Much to our pleasant surprise, we reached Lüderitz (LEW-der-its) in 77 hours. It was 486nm ... Royal Cape YC Berth 25 to the mooring in Robert Harbour, Lüderitz, with an average speed of 6.3 knots. You really have to love a town with an umlaut in its name (ü – those two little dots above the u). The forecast for several days of southerly winds was unusual for this time of year along the southwest African coast, but was most welcome. Hooray! The ride had its ups and downs, but all in all, it was a very reasonable, albeit cold, passage. And here we are, in a new country already.
Our last day at sea was fairly benign. The day started grey and bleak and continued that way until we neared Lüderitz port. The Namibian coastline is tan, washed-out and barren. The desert meets the sea here with ever-shifting sand dunes … some of the largest in the world. Through the grey overcast, we could make out a band of sunlight which hovered just above the shoreline. It expanded as we neared Lüderitz. By the time we rounded Dias Point and its scenic lighthouse, the sky was blue and it was warm and sunny.
Sea lions, dolphins and African penguins greeted us as we headed into the bay.

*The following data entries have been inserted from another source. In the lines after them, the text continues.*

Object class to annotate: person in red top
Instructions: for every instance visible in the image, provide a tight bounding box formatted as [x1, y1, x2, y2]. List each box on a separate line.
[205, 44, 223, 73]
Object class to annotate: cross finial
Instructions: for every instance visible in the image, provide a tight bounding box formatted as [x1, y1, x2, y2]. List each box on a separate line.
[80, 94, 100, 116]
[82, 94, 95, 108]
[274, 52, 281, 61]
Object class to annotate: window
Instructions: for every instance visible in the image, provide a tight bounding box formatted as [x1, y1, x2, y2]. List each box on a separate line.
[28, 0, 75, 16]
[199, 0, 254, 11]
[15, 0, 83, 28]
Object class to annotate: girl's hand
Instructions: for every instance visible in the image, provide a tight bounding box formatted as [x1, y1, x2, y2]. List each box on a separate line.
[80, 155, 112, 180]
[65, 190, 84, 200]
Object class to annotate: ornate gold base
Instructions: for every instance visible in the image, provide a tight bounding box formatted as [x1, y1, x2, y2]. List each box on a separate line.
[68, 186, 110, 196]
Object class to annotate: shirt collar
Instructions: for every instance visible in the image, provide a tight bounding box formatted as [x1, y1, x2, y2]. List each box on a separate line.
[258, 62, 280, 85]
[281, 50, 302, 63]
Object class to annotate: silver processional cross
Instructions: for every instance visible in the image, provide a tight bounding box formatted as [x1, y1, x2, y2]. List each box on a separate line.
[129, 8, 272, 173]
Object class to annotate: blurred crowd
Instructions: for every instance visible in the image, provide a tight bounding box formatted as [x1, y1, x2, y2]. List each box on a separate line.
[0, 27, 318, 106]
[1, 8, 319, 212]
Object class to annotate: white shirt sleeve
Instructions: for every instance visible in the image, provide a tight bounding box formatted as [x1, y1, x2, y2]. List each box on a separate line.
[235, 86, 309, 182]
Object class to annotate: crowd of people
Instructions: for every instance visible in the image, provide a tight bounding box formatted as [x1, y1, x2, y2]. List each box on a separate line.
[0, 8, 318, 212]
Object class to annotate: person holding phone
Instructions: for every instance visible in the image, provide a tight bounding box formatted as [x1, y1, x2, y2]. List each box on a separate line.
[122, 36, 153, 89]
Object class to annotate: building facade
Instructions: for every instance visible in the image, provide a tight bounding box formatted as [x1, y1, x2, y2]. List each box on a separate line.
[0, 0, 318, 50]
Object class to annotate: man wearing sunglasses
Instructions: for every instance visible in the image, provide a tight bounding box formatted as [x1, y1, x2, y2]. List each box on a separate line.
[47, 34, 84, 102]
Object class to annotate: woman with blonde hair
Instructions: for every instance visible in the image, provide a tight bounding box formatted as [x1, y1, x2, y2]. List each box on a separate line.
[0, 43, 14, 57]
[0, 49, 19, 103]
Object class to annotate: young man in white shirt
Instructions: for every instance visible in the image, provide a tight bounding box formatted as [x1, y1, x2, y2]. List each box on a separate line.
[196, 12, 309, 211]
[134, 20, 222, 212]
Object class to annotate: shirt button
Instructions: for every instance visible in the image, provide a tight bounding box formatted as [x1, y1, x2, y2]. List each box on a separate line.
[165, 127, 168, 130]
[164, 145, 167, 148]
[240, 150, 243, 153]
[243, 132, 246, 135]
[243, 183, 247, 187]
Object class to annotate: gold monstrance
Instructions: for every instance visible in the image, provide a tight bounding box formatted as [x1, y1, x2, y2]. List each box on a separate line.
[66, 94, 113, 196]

We contacted Port Authority and asked quite formally for permission to enter the harbor. The answer was “Okay! Call with particulars when you're anchored.”. We proceeded into the harbor and based upon a previous cruiser's notes, looked for a mooring at red marker 9. Well, it was actually red marker 8, but we figured it out. The wind kicked up as we were attempting to pick up a mooring … of course. The mooring buoy was tangled in a rat's nest of very large lines, so heavy I couldn't pick it up with the boat hook. We made three attempts at plucking it from the water and I finally lassoed it with a big bowline. We wrestled it aboard with much sweat and frustration. David used rolling hitches to attach two lines to the 2” slimy hawser. We found out later that it was reserved for a fishing boat and they picked it up with a grappling hook and a windlass. I didn't feel so badly about our inadequacies after hearing that.
By the end of these mooring maneuvers, the deck and the crew were covered in green slime and various, unidentified sea critters oozed and skittered along the scuppers. Yuck! By 1700 (5pm for non-sailors), we were secured and tidied up. We were more than happy to go below, clean up, relax and call it a day. End of passage! Phew!